Install and Test a Linux mail Client

The next step is to make sure that (as the root user) you can send mail to a user at UCSB from the command line. Every distro (and usually every version of every distro) has a different preferred command-line mail client. For CentOS 9, the preferred client is s-nail so for me this step was to install and configure s-nail so that I could execute the following line from the command line as the root user
echo "This is a test" | mail -s "CS270 testing" rich@cs.ucsb.edu
On CentOS 9, getting this work also required the installation and configuration of sendmail. You will need to figure out, for your distro, what you need to do to get this to work.

Also, PLEASE DO NOT USE MY MAIL ADDRESS DURING TESTING. Substitute your UCSB email address for mine when you are testing. Then, before you turn in your solution, change the email address to be mine so that when I run your code, I will get an email.

Integrate the Mail Client

At this point, you have a way to read and write a "fictitious" file and a way to send mail to a UCSB email address from the Linux command line. The next step is to integrate the two so that when a test code opens a file and writes a string into it, you send the string to the email address you are using as a target. To do so, you need to make two changes to your FUSE program.

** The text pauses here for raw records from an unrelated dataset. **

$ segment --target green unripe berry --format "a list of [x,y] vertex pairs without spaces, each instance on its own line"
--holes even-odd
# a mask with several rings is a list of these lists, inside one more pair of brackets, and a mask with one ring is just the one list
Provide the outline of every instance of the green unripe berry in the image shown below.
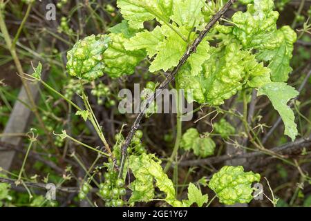
[[82,191],[83,191],[84,193],[88,193],[88,192],[90,191],[90,190],[91,190],[91,186],[90,186],[88,183],[84,183],[84,184],[82,185]]
[[140,144],[140,139],[138,138],[138,137],[134,136],[132,139],[132,143],[135,144]]
[[119,189],[119,195],[124,195],[126,193],[126,190],[125,189],[125,188],[120,188]]
[[119,197],[119,189],[117,188],[113,188],[112,190],[112,194],[113,194],[113,197],[116,195],[118,198]]
[[104,183],[103,183],[103,182],[102,182],[102,183],[100,184],[100,189],[106,189],[106,186],[106,186],[106,185]]
[[110,106],[115,106],[115,101],[114,99],[111,99],[109,101]]
[[109,199],[111,195],[111,192],[108,189],[103,189],[100,191],[100,194],[103,198]]
[[152,81],[148,81],[146,84],[146,88],[153,90],[156,88],[156,84]]
[[124,204],[124,202],[121,199],[117,200],[115,202],[115,207],[121,207],[123,206]]
[[106,180],[109,180],[110,179],[110,174],[109,173],[105,173],[104,175],[104,177],[105,177]]
[[79,200],[84,200],[86,198],[86,194],[84,192],[80,191],[78,194],[78,198]]
[[106,200],[105,202],[105,206],[106,207],[111,207],[112,206],[112,202],[111,200]]

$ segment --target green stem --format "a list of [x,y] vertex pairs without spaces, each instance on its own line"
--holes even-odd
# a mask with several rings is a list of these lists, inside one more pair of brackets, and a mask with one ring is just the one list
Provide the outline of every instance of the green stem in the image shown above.
[[212,198],[211,200],[209,200],[209,203],[207,204],[207,205],[206,206],[206,207],[209,207],[209,205],[210,205],[211,203],[214,201],[214,200],[216,199],[216,196],[217,196],[217,195],[215,195],[214,196],[214,198]]
[[29,14],[31,10],[31,8],[32,7],[32,3],[30,3],[28,6],[27,7],[27,10],[25,14],[25,16],[23,17],[23,21],[21,21],[21,25],[19,27],[19,29],[17,30],[17,32],[15,35],[15,37],[13,39],[13,42],[12,43],[12,48],[15,48],[16,46],[16,43],[17,42],[17,40],[19,37],[19,35],[21,35],[21,30],[23,28],[23,26],[25,25],[26,21],[27,21],[27,19],[29,17]]
[[90,119],[91,122],[92,123],[93,126],[95,129],[96,133],[97,133],[100,140],[103,142],[104,146],[105,146],[105,148],[107,151],[108,153],[110,155],[112,160],[114,160],[113,154],[111,152],[111,150],[109,147],[109,144],[108,144],[107,141],[106,140],[106,138],[104,136],[104,134],[102,133],[100,124],[98,123],[98,122],[96,119],[96,117],[94,114],[94,112],[92,110],[92,107],[91,106],[90,103],[88,102],[88,98],[86,97],[86,96],[84,93],[84,88],[83,87],[82,80],[81,80],[81,79],[80,79],[80,86],[81,86],[81,91],[82,93],[82,99],[84,102],[85,107],[91,114],[91,117],[89,117],[89,119]]
[[31,146],[32,146],[32,143],[33,142],[34,142],[34,140],[30,139],[30,143],[29,144],[28,147],[27,148],[27,151],[26,151],[25,157],[23,158],[23,161],[22,165],[21,165],[21,170],[19,171],[19,177],[17,178],[18,181],[21,180],[21,174],[23,173],[23,168],[25,167],[26,162],[27,158],[28,157],[29,152],[30,151],[30,148],[31,148]]
[[176,140],[175,140],[174,148],[173,149],[173,152],[169,157],[167,165],[165,165],[165,168],[164,169],[164,172],[167,173],[178,152],[179,145],[180,144],[181,137],[182,137],[182,114],[180,113],[180,96],[179,95],[179,92],[177,93],[177,118],[176,118]]
[[78,144],[84,146],[85,146],[85,147],[86,147],[86,148],[89,148],[89,149],[91,149],[92,151],[96,151],[96,152],[97,152],[97,153],[99,153],[100,154],[102,154],[103,155],[105,155],[105,156],[106,156],[108,157],[109,157],[109,155],[106,154],[106,153],[102,152],[102,151],[101,151],[100,150],[97,150],[97,148],[93,148],[93,147],[92,147],[91,146],[88,146],[88,144],[82,143],[82,142],[80,142],[80,141],[73,138],[73,137],[69,136],[68,135],[67,135],[66,137],[69,138],[70,140],[71,140],[72,141],[73,141],[74,142],[75,142],[75,143],[77,143]]
[[43,80],[41,79],[39,79],[40,81],[40,82],[43,84],[43,86],[44,86],[46,88],[47,88],[48,90],[54,92],[55,94],[57,94],[57,95],[59,95],[59,97],[61,97],[62,98],[63,98],[64,100],[66,100],[67,102],[68,102],[69,104],[70,104],[72,106],[73,106],[77,110],[82,111],[82,109],[81,109],[77,104],[75,104],[75,103],[73,103],[72,101],[70,101],[69,99],[68,99],[67,97],[66,97],[65,96],[64,96],[62,94],[61,94],[60,93],[59,93],[57,90],[56,90],[55,89],[54,89],[53,88],[52,88],[50,86],[49,86],[48,84],[46,84],[46,82],[44,82]]

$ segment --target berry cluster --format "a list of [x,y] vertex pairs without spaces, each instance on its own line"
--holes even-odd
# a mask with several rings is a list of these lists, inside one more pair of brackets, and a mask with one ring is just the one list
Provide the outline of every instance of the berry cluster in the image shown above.
[[[141,94],[140,94],[140,99],[142,101],[142,104],[144,102],[147,102],[147,99],[151,96],[156,90],[156,85],[154,82],[152,81],[148,81],[146,84],[146,88],[144,88]],[[153,102],[151,104],[150,104],[148,109],[146,110],[146,117],[150,117],[152,114],[157,112],[157,104],[155,102]]]
[[68,2],[68,0],[60,0],[59,2],[57,2],[56,6],[58,8],[62,8],[64,5],[66,5]]
[[68,35],[72,35],[73,34],[73,30],[70,28],[69,28],[69,26],[68,24],[67,19],[64,17],[62,17],[61,18],[61,22],[60,25],[57,28],[57,31],[59,33],[66,33]]
[[80,191],[79,192],[79,199],[80,200],[84,200],[86,198],[86,195],[88,195],[88,192],[91,191],[91,185],[87,183],[87,182],[84,182],[82,185],[82,186],[81,187]]
[[66,90],[64,93],[64,96],[68,99],[71,99],[75,94],[81,95],[81,88],[79,81],[70,79],[66,86]]
[[91,91],[92,95],[97,97],[97,104],[102,105],[104,104],[104,100],[106,100],[105,106],[107,108],[115,105],[115,101],[111,99],[111,92],[109,87],[100,82],[98,85],[92,89]]
[[115,171],[106,172],[104,174],[105,182],[100,185],[100,195],[105,200],[106,207],[120,207],[124,204],[122,199],[126,191],[124,182],[117,178]]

The first is to allow the user code to specify the name of the file using the Linux open() file system call. The Hello Word example doesn't use the argument passed to open() to specify the file name. It sets the "options" structure from a parameter passed when the program is initialized (and includes a default if nothing is specified). Change this to set the file name specified in open. You will need to understand the contents of the "path" parameter passed by FUSE when it makes the call back for open().

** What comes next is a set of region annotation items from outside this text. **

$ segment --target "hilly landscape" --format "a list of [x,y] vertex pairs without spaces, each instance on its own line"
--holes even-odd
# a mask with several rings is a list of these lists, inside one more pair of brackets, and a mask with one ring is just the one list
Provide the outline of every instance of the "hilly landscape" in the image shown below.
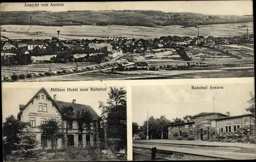
[[165,13],[158,11],[68,11],[0,12],[1,25],[127,25],[184,27],[253,21],[252,15],[208,15],[194,13]]

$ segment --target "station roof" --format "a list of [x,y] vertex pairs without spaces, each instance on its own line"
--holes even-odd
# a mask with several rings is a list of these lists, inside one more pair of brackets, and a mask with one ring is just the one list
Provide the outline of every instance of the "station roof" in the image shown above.
[[196,117],[198,117],[198,116],[202,116],[202,115],[210,115],[210,114],[219,114],[219,115],[224,116],[228,116],[227,115],[224,114],[219,113],[219,112],[202,112],[201,113],[198,114],[197,115],[195,115],[191,117],[191,118],[194,118]]

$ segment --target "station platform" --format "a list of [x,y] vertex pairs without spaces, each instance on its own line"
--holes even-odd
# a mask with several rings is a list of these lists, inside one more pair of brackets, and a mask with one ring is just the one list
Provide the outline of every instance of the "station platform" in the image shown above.
[[256,154],[255,153],[252,154],[237,152],[223,151],[222,150],[206,150],[203,149],[203,148],[202,149],[199,148],[194,149],[191,148],[186,148],[185,147],[179,148],[169,146],[158,146],[157,143],[156,143],[155,145],[134,143],[133,144],[133,147],[147,149],[151,149],[152,147],[156,147],[157,150],[176,151],[190,154],[210,156],[211,157],[230,159],[244,160],[254,159],[256,158]]
[[239,148],[256,148],[255,144],[243,144],[240,143],[227,143],[218,142],[208,142],[201,140],[135,140],[134,142],[156,143],[161,144],[170,144],[177,145],[197,145],[199,146],[211,147],[234,147]]

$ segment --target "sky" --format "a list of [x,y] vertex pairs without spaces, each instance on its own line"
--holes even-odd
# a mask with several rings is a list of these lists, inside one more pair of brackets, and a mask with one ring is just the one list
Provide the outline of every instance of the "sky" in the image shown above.
[[[208,86],[207,90],[192,90],[191,86]],[[223,86],[223,89],[210,90],[210,86]],[[132,87],[132,120],[141,126],[149,117],[161,115],[172,121],[201,112],[214,112],[236,116],[246,112],[249,106],[249,91],[254,94],[253,84],[227,85],[185,85],[172,86],[138,86]]]
[[[90,91],[89,90],[87,92],[67,92],[66,90],[66,92],[50,92],[50,88],[46,87],[45,89],[53,99],[53,95],[56,94],[57,100],[59,101],[71,102],[73,99],[76,99],[77,103],[91,105],[97,113],[100,116],[101,111],[98,109],[98,101],[106,102],[106,100],[109,97],[108,93],[110,91],[110,87],[86,87],[80,88],[90,89],[91,87],[106,87],[106,91]],[[116,87],[120,88],[121,87],[116,86]],[[3,89],[2,91],[3,121],[5,121],[5,119],[11,115],[14,115],[15,117],[16,117],[19,111],[19,104],[26,104],[40,88],[16,88]]]
[[[195,12],[209,15],[252,15],[252,1],[198,1],[158,2],[65,2],[63,6],[25,7],[25,3],[2,3],[1,11],[68,10],[158,10],[165,12]],[[31,3],[27,3],[30,4]],[[48,4],[41,7],[41,4]]]

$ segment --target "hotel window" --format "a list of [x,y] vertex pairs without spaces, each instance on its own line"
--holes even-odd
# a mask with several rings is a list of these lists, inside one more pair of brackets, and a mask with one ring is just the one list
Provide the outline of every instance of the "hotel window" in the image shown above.
[[47,112],[47,104],[44,103],[44,109],[42,112]]
[[193,130],[192,129],[188,130],[188,135],[189,136],[193,136]]
[[73,121],[71,121],[69,122],[69,129],[73,129]]
[[90,144],[91,143],[90,141],[90,134],[86,134],[86,144]]
[[42,112],[42,103],[39,103],[38,111]]
[[46,123],[46,118],[41,118],[41,124],[44,124]]
[[249,117],[243,117],[243,124],[250,124],[250,118]]
[[224,132],[224,122],[217,122],[217,130],[219,133],[222,133]]
[[29,118],[29,123],[32,127],[35,127],[35,118]]
[[255,134],[255,119],[250,119],[250,130],[251,132],[251,134]]
[[232,121],[225,121],[225,132],[231,132],[231,126],[232,126]]
[[233,120],[233,131],[238,130],[238,129],[240,127],[241,120]]
[[78,134],[78,145],[82,144],[82,135]]
[[45,135],[41,135],[41,145],[47,145],[47,138]]

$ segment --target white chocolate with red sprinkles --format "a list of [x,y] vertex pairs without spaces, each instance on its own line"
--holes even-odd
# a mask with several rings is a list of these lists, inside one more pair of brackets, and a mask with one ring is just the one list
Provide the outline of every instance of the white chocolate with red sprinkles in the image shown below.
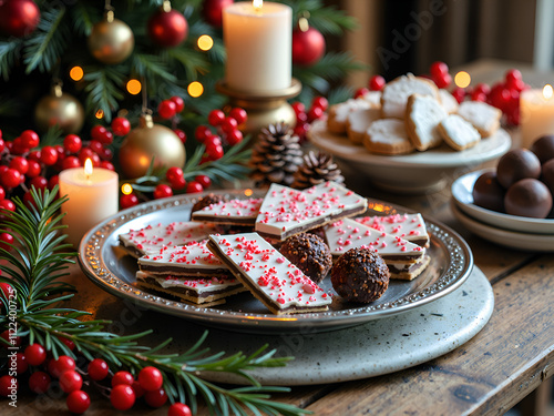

The second change to make is to alter the write() call-back so that instead of changing the string that your FUSE process remembers (in "options"), you send the string to the mail client as the content of a message that will be mailed to the target recipient. This functionality is most easily implemented using a "shell out" which is a facility available in most language runtimes that allows a calling program to send a command line (and some parameters) to a shell and to wait for the command to complete. In C, one (but by no means the only) way to do that is to use the Linux popen() call. You will want to do a little reading to determine what the best way is to invoke the Linux mail client of your choosing with a specific target recipient and to send it a string that it will mail to that recipient.

There is a question about how to specify the recipient. As I mentioned, during testing, it should not be me. The two easiest options are either to hard code it into your FUSE program (and change it to my email address just before you turn in your solution) or to add an option to the "options" structure in the original Hello World FUSE example program (and to document how it is I should set it when I run your solution).

Write Up your Recipe

Once you have this working, the next step is to write down a series of steps that I can "cut and paste" from your document so that I wind up with an email when I start "from scratch." If you used the Eucalyptus console to start the instance, give me the ami and the instance type you used. You should include every command that is necessary. Check out the bash history command to see what commands you have been typing. You might also consider using the Linux script command to capture your key strokes so that you have a record of what you did.

Start from Scratch and Test your Recipe

Lastly, you should pretend that you are grading someone else's assignment. You will need a test code that opens a file and writes a string into it (I have one that I will use). Start from scratch and follow your recipe exactly, being as precise as possible (using an email address other than mine). If anything fails and need to be "redone" or changed (even slightly) do not assume that I will "know" what you meant or that I can "figure it out." Instead, write it down, change the recipe, terminate your VM, and start over.

When you get through the recipe and your email recipient receives an email, once you change the email recipient to be me (or your recipe specifies how I indicate that I want to receive the email), you are finished and ready to turn in your Phase 1.